Is The Sun Setting On The Solar Boom?
The U.S. solar industry is expected to see its expansion significantly curtailed this year after installing record capacity in 2016, marking the first annual decline in installations for the industry.
A new report from GTM Research and the Solar Energy Industries Association (SEIA) raises some question marks for the trajectory of the solar industry. In the second quarter, the U.S. installed 2.38 gigawatts of new solar PV. A decent performance, but with two quarters in the books, the industry is only on track to install 12.4 GW of new capacity in 2017, a decline of 17 percent from last year.
The report from GTM Research and SEIA laid out a few reasons for concern. Residential PV only expanded by 1 percent quarter-on-quarter, the result of “weakness in the California market and a slowdown in Northeast markets, which are feeling the impact of pull-back from national providers.” Solar’s super-charged growth in recent years can in part be attributed to state policies that mandate renewable energy. Those policies are reaching their limits, meaning that going forward, a lot of new installations will need to be made on a voluntary basis.
But, beyond those wrinkles, there are many reasons why solar providers still feel good about their prospects.
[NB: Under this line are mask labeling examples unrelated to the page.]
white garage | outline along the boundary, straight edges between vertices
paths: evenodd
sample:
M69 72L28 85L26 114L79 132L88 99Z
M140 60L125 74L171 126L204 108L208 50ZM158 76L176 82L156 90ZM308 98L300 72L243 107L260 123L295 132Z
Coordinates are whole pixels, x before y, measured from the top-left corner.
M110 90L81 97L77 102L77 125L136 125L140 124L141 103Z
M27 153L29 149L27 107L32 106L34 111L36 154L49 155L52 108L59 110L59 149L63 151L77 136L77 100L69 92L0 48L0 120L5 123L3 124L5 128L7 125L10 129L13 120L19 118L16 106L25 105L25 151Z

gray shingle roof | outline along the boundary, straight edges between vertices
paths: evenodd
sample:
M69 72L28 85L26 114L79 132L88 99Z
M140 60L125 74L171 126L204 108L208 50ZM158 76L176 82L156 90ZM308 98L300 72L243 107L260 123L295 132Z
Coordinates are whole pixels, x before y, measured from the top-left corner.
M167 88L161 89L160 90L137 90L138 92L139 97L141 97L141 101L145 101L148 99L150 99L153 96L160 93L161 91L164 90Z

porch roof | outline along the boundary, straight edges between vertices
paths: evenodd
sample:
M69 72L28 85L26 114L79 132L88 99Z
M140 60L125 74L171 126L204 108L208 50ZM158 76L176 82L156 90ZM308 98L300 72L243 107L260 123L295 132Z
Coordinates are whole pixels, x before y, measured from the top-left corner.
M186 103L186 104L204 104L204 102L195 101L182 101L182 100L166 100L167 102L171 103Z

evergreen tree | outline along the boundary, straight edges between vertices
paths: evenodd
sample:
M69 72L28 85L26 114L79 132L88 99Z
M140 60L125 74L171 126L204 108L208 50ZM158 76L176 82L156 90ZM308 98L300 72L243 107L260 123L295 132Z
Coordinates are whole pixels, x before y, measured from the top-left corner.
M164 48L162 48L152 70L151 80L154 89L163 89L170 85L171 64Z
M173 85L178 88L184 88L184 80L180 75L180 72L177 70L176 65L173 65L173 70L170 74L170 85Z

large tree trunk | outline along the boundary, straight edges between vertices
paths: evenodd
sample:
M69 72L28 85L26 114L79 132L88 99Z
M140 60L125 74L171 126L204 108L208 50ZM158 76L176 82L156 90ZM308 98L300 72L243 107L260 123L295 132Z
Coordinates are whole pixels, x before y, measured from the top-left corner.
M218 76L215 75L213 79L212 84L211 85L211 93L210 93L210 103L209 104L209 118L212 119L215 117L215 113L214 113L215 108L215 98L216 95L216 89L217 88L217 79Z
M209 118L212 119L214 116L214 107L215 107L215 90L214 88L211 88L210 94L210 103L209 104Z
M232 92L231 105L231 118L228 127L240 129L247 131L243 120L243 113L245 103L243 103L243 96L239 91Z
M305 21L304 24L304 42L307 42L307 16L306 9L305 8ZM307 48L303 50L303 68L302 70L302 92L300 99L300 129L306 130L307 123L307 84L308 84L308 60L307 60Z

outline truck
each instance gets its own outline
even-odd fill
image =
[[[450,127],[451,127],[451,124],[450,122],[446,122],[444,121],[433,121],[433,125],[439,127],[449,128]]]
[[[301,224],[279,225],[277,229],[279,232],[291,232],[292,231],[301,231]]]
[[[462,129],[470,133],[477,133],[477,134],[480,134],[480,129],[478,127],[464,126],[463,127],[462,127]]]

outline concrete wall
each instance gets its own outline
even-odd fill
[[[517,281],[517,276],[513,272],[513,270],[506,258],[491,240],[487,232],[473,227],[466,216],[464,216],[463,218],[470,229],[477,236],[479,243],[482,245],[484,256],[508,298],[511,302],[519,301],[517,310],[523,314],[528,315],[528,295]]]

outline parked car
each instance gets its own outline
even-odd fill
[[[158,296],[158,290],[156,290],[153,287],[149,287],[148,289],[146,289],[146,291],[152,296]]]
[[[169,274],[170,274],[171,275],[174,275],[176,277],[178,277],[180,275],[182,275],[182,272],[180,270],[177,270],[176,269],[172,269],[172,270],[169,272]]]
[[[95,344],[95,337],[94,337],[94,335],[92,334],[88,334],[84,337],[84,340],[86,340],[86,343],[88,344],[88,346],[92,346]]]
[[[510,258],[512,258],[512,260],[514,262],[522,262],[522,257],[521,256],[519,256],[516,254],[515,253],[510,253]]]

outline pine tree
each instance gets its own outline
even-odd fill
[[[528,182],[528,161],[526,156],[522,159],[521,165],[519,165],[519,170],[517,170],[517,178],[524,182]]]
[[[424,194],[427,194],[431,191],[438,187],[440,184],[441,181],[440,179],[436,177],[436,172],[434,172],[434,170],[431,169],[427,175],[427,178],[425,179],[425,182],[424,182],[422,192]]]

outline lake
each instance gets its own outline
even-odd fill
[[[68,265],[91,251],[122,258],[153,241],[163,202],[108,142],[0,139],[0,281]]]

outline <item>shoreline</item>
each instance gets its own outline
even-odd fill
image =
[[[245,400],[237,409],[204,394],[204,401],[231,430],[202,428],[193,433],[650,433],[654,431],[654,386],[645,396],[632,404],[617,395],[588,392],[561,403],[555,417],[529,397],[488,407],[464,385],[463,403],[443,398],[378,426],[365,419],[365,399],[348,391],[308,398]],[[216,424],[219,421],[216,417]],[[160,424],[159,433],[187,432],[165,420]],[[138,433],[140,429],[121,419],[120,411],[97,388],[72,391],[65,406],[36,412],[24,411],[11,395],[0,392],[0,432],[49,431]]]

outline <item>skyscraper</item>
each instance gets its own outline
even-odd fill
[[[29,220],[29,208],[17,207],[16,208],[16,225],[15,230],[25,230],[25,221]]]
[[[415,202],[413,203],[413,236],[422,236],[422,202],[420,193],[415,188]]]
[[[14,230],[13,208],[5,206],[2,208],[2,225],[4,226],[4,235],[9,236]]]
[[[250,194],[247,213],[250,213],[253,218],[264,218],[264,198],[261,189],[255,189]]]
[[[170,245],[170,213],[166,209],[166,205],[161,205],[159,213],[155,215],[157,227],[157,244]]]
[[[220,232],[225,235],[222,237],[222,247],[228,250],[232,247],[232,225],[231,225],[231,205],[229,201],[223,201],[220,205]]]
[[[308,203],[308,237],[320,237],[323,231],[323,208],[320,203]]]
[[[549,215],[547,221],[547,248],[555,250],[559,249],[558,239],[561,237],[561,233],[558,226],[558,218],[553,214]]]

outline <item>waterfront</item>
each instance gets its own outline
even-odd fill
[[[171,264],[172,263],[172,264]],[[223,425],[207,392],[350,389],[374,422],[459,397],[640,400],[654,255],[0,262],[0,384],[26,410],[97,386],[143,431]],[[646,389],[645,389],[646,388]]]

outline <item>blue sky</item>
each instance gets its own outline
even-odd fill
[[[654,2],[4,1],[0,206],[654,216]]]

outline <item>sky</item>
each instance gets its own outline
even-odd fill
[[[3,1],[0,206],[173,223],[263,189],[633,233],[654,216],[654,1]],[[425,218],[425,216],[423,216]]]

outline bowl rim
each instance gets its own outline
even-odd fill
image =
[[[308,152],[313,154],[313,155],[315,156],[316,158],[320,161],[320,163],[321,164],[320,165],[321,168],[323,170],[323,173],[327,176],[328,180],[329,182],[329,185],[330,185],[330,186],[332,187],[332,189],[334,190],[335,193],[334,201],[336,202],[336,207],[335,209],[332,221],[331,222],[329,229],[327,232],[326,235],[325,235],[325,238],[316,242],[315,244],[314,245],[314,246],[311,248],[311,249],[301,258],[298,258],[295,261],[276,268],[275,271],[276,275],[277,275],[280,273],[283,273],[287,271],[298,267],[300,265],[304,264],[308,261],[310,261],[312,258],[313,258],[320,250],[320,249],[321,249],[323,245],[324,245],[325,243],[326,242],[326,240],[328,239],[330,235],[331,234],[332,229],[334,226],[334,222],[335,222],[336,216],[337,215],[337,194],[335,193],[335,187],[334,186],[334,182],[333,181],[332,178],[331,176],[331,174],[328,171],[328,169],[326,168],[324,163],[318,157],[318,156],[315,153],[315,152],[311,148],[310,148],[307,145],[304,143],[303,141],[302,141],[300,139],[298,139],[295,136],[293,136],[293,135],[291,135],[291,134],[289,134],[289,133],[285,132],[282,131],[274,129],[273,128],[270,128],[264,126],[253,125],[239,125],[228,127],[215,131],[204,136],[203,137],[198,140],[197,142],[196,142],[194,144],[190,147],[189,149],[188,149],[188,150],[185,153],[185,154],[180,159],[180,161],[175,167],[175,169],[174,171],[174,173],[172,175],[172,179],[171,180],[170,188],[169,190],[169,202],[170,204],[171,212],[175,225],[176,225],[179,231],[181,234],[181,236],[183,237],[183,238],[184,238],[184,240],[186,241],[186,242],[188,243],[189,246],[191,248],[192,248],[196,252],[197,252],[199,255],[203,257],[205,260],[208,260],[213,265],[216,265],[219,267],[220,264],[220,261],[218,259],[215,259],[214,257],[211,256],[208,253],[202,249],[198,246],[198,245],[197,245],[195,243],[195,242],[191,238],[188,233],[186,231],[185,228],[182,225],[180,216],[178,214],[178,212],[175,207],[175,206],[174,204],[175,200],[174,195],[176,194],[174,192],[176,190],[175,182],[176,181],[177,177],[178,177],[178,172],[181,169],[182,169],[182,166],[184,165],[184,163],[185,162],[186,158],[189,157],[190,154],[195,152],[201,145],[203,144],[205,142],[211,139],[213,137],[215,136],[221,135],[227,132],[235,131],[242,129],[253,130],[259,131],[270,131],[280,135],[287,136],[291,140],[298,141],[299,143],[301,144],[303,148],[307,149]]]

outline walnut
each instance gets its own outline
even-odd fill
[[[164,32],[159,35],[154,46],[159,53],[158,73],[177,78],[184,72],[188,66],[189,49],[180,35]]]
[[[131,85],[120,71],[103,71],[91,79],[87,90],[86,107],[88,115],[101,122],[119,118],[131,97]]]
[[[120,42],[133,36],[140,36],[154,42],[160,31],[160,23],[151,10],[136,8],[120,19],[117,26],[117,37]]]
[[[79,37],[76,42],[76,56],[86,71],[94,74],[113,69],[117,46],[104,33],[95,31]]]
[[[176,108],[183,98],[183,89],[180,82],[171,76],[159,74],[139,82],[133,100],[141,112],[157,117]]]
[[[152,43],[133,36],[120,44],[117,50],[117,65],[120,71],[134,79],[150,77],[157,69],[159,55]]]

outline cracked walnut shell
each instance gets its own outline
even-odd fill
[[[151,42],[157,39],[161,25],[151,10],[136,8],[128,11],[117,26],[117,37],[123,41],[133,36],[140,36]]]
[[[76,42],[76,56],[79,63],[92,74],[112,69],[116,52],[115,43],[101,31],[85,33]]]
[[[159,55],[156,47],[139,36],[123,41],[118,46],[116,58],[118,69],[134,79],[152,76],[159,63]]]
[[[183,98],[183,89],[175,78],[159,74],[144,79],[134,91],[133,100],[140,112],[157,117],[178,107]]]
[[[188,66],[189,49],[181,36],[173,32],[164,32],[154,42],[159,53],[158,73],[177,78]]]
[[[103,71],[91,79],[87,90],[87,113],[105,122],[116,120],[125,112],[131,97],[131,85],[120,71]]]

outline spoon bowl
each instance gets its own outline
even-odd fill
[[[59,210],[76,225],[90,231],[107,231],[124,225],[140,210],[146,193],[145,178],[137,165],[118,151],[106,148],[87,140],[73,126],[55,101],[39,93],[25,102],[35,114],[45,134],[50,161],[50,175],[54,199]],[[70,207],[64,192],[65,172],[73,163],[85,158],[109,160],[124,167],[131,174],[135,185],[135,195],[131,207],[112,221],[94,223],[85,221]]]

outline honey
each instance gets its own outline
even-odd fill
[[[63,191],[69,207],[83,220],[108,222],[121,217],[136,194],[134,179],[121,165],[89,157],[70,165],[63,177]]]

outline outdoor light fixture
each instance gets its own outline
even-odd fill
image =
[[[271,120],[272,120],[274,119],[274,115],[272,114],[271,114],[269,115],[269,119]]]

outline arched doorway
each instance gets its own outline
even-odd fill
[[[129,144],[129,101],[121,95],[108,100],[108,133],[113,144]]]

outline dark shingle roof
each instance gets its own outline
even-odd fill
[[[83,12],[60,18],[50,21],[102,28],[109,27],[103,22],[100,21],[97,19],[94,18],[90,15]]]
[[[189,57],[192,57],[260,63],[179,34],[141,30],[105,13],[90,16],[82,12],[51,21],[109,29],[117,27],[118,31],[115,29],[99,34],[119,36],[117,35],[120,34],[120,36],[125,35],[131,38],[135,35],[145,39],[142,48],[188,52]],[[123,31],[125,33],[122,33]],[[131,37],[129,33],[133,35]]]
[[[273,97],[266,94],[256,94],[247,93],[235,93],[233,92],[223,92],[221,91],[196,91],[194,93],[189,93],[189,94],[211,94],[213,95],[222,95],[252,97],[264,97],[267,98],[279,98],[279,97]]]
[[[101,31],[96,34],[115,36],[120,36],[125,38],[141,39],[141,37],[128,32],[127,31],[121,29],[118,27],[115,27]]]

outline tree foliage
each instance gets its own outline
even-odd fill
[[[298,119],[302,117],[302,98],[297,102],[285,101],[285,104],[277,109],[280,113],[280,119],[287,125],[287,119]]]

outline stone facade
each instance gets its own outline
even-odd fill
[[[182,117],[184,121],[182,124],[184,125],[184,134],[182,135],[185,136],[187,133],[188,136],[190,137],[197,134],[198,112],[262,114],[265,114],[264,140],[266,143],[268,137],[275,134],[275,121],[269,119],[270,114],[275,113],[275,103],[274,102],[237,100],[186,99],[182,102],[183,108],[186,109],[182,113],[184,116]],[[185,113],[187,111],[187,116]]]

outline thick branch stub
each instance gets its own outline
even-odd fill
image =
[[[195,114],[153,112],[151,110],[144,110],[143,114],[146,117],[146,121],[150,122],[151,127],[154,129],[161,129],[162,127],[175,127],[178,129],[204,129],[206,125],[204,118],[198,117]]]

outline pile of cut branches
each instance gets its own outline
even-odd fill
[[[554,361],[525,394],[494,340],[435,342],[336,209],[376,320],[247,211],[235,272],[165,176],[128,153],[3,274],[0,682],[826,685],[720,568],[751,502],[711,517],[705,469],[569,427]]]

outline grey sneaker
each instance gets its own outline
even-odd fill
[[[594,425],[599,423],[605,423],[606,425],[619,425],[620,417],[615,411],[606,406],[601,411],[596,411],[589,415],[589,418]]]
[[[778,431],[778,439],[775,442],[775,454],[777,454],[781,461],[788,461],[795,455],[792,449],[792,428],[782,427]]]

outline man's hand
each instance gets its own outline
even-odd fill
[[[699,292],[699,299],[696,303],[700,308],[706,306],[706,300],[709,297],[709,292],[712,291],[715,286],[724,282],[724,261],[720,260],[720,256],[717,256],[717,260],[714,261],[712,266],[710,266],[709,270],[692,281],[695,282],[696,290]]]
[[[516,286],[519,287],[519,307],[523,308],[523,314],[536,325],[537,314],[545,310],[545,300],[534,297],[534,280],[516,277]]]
Solar provided 22 percent of all new electric capacity in the U.S. in the first half of 2017, second only to natural gas. Also, the decline in installations this year will be in the context of a record-setting year in 2016 in which solar accounted for 39 percent of all new capacity—more than natural gas.
The expected expiration of tax credits at the end of 2016—credits that were ultimately extended through the end of the decade—led to a massive volume of projects last year. As the industry refills the pipeline with new projects, 2017 was always going to be a bit slower than 2016.